Recent developments in the fields of science and technology are proving that our exponential advancement continues. The artificial intelligence explained in this article shows that we’ve taken a very important step in a long-foreseen but little-expected direction. Noteworthy developments that will have similarly major consequences are quantum computing and 3D printing, the latter of which is probably as significant to manufacturing as the development of the assembly line.
It seems likely that AI and other technologies are going to force us into socialism if we don’t head that way in advance. The simple truth is that the time is coming when there will be so few jobs available for humans that linking a person’s ability to survive with their ability to obtain full time work will not only be dangerous for the economy as a whole, but terribly immoral. There aren’t a lot of options aside from socialism, and most of them don’t look good. Sure, it may take a few decades to make the transition, but let’s not pretend that what has worked in the past is always going to work in the future. When fundamental factors change, the strategy for reaching a goal must also change.
I know a lot of people who are so enamored with free market capitalism and individualism that they oppose any social programs to reduce poverty and fix wealth inequality. In previous articles about government I mentioned why extreme inequality is a problem. Some capitalists disagree that it’s even a problem, or if they do they blame the poor for not earning more money.
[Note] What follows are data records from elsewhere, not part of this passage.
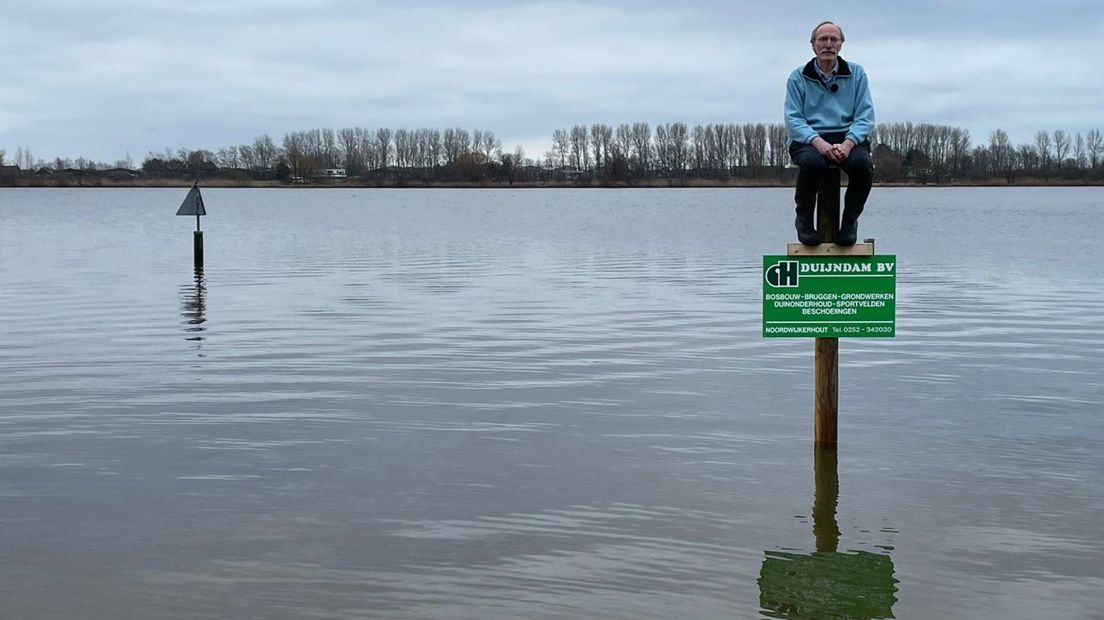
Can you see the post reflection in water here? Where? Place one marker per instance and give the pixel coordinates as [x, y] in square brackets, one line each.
[193, 307]
[827, 583]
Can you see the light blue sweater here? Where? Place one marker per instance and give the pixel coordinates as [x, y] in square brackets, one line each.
[811, 108]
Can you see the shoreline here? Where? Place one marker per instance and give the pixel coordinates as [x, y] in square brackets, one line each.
[665, 183]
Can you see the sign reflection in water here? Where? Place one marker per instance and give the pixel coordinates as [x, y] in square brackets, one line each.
[828, 583]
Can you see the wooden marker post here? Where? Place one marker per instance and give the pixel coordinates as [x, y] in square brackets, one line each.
[826, 350]
[193, 205]
[826, 355]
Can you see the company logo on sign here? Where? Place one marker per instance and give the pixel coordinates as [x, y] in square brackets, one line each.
[782, 274]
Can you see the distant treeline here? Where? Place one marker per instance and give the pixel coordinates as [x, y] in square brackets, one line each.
[597, 153]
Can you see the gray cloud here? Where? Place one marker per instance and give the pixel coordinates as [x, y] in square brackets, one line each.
[107, 77]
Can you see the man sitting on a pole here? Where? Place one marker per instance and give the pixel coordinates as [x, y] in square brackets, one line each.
[829, 116]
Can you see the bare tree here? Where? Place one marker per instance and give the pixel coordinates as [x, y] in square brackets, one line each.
[265, 151]
[1042, 146]
[1000, 153]
[777, 139]
[561, 147]
[1094, 146]
[1061, 147]
[580, 157]
[641, 146]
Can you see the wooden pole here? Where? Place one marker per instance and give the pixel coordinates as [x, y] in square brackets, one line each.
[198, 248]
[826, 355]
[825, 498]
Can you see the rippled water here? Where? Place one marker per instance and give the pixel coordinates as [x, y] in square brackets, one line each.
[540, 404]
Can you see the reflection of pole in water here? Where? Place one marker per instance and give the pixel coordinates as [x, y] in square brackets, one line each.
[193, 306]
[825, 498]
[827, 583]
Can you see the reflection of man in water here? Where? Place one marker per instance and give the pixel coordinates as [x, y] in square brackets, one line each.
[829, 115]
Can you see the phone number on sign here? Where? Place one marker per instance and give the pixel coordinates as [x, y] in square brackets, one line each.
[862, 329]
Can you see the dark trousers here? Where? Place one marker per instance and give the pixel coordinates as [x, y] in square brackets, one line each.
[811, 167]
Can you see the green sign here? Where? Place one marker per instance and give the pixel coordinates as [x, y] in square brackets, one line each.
[829, 296]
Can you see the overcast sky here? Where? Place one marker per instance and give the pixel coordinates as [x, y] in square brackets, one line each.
[103, 78]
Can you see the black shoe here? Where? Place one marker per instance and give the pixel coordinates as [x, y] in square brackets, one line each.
[848, 233]
[806, 233]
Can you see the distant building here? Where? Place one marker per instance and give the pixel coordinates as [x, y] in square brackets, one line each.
[9, 174]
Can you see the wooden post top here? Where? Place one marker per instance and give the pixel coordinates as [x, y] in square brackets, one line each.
[830, 249]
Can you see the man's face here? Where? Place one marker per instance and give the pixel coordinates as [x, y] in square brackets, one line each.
[826, 43]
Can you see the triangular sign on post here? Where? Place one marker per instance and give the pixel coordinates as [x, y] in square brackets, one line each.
[193, 203]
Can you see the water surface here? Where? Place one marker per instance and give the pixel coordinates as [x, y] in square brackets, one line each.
[539, 404]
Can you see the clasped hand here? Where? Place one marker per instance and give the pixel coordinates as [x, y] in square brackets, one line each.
[835, 153]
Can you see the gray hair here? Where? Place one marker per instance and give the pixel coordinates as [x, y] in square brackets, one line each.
[814, 35]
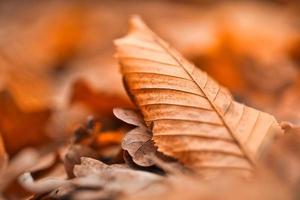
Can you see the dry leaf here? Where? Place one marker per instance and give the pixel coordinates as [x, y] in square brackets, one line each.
[21, 129]
[73, 155]
[192, 117]
[116, 177]
[138, 141]
[97, 101]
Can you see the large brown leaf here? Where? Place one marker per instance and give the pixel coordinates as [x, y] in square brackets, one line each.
[192, 117]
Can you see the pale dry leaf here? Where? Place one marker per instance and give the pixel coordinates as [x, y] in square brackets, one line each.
[73, 155]
[137, 142]
[117, 178]
[40, 186]
[129, 116]
[192, 117]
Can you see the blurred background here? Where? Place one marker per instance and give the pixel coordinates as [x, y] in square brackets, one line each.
[57, 65]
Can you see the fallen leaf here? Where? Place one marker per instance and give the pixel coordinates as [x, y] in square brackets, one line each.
[41, 186]
[192, 117]
[19, 128]
[117, 178]
[97, 101]
[138, 142]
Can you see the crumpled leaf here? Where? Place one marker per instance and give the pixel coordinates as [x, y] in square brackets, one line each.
[41, 186]
[116, 177]
[192, 117]
[3, 155]
[138, 142]
[21, 129]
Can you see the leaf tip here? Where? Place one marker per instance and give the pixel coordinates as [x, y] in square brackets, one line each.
[136, 22]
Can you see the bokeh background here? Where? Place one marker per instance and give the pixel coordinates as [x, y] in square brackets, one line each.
[57, 65]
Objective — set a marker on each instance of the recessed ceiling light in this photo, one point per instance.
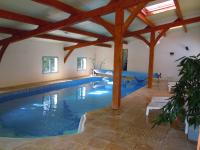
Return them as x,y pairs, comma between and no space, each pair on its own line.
176,27
158,8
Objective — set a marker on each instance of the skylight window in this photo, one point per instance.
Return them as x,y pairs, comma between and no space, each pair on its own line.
158,8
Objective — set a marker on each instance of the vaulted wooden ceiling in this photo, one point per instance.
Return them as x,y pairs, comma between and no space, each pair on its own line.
81,23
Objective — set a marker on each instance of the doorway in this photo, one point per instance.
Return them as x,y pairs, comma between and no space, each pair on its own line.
125,59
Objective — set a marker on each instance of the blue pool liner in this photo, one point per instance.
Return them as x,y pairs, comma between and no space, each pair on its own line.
139,76
45,88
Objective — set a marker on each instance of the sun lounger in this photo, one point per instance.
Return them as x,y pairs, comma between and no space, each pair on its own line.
171,86
157,103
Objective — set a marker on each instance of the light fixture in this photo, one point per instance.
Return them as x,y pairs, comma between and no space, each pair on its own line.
158,8
176,27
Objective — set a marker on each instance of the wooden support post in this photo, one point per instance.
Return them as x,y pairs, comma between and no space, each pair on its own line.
151,60
68,54
198,144
2,50
118,39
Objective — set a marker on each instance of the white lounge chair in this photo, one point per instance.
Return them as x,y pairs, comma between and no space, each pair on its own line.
171,86
157,103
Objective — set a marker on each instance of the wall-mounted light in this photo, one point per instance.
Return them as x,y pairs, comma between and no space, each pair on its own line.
186,48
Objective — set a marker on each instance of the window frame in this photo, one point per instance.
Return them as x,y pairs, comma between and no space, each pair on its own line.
81,69
50,70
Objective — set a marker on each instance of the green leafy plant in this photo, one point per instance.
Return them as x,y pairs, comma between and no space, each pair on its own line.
185,102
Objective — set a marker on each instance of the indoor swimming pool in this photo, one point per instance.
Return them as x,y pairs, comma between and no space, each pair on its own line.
57,111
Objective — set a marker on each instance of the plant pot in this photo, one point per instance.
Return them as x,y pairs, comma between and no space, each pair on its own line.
193,133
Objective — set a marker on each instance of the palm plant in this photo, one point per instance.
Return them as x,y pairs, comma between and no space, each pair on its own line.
185,102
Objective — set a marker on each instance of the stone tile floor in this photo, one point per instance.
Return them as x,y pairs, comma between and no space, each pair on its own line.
105,129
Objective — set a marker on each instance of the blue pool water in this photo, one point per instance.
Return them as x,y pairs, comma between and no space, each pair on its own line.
57,112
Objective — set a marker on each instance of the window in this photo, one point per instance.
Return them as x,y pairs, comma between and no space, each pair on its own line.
81,63
49,64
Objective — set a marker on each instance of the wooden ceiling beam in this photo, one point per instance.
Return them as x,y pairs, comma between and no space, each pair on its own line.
88,44
179,13
144,19
142,31
51,37
83,32
31,20
73,11
164,26
59,5
104,23
140,37
21,18
134,12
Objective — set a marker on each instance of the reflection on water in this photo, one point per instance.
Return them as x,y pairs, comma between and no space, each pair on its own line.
50,103
55,113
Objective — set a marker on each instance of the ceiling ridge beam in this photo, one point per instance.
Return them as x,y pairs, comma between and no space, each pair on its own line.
179,13
35,21
58,5
73,11
50,36
164,26
74,19
21,18
162,33
142,31
134,12
88,43
144,19
140,37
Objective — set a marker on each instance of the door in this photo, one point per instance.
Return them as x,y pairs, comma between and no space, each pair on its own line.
125,59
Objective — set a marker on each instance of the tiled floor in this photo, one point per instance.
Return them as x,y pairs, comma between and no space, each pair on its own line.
105,129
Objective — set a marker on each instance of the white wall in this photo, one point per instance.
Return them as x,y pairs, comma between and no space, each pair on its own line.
175,41
22,62
138,52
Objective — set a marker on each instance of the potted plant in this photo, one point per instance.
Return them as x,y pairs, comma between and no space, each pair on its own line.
184,105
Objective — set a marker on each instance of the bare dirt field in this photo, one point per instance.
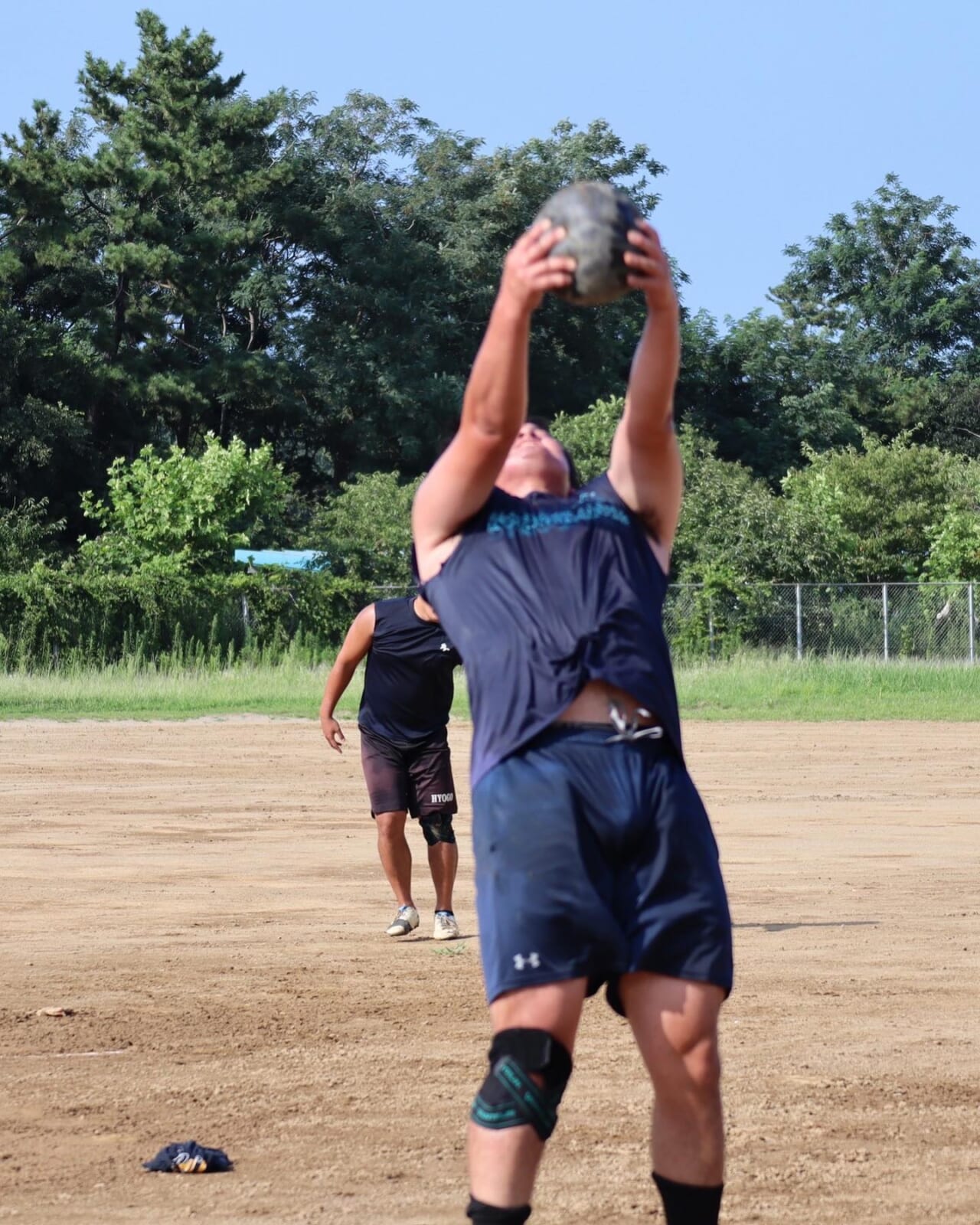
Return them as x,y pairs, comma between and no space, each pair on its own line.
205,898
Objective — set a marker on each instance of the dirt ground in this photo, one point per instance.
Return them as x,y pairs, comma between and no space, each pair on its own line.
205,897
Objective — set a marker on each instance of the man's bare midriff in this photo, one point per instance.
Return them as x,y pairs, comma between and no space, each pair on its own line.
592,706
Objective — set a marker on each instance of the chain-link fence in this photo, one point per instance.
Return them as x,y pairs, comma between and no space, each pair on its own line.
888,620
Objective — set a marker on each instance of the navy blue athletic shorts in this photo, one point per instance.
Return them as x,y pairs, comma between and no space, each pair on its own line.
596,861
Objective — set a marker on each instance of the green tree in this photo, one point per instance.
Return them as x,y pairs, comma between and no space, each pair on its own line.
955,539
414,222
730,520
365,530
588,435
867,514
185,514
763,390
894,282
893,291
26,536
146,251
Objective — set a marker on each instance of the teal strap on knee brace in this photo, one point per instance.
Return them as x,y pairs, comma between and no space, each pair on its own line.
508,1096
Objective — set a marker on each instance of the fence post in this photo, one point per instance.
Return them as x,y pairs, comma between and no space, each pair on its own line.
799,624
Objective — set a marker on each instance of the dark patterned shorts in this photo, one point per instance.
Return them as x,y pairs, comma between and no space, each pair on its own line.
408,778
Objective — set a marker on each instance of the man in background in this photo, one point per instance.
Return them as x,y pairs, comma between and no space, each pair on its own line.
404,708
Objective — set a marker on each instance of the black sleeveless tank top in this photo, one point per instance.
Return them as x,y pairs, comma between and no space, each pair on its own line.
408,675
544,594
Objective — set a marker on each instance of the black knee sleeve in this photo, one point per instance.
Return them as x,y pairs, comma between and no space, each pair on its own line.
485,1214
689,1206
436,827
508,1096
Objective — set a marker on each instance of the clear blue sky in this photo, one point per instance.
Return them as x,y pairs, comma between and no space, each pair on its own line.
769,114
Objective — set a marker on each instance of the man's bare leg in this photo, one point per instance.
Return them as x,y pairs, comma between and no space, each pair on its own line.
504,1164
395,854
444,859
675,1024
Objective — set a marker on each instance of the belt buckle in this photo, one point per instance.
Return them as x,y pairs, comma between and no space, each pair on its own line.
629,730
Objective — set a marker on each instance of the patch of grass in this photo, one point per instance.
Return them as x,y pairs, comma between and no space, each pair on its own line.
747,688
821,690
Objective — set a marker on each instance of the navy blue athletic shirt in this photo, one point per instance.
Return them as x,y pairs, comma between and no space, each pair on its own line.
544,594
408,675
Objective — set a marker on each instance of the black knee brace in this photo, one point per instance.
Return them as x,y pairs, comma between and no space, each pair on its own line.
508,1096
485,1214
438,827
But others think government interference is what causes economic problems, and an unregulated capitalist free market would fix wealth inequality. I believe this view is inconsistent with what we’ve actually observed in the past, and social programs are necessary to offset the inherent problems created by capitalism.
The main problem with capitalism is that it’s specifically designed to make use of greed. It’s actually not a bad concept, to direct our more negative human traits into producing goods. However, capitalism assumes this is the best way of running an economy, and therefore tends to promote and reward greed.
Perhaps it was the best at some point in the past, when humanity was more spread out and individuals were more dependent on themselves and their families. But over the last couple centuries, the exponential growth of technology has led to a much more populous world and very different ways of life. You could see this as analogous to a single cell joining with others to form a multi-cellular organism. We started as small tribes, then cities, then nations. Now almost all of humanity has been brought into a single tribe, if you base your criteria for tribal membership on the length of time it would take to communicate with any other member. Instantaneous communication and faster methods of travel have brought almost everyone in the world as close together as the population of a city, whether we remain divided into separate countries or not.
The word socialism elicits negative reactions from a lot of Americans. I think the widespread misunderstanding of the term is a relic of the Cold War era, as well as historical tension between right-wing capitalists and the far left. When one type of government ends up going bad, people are quick to blame the overall method and move to the opposite extreme, rather than considering the real cause of the problems. This results in an endless cycle of reactionaries who, in their zealous drive to fix what everyone else messed up, go too far and make another mess.
That’s the current situation in America. During the Cold War, in response to the threat from an authoritarian socialist country, America turned hard to the right and ended up handing over government power to large corporations. The solution to our problems is not more of the same crony capitalism that has shifted massive amounts of wealth, as well as most economic growth, into the hands of the rich. When a government has gone too far to the right, it needs to shift back toward the left.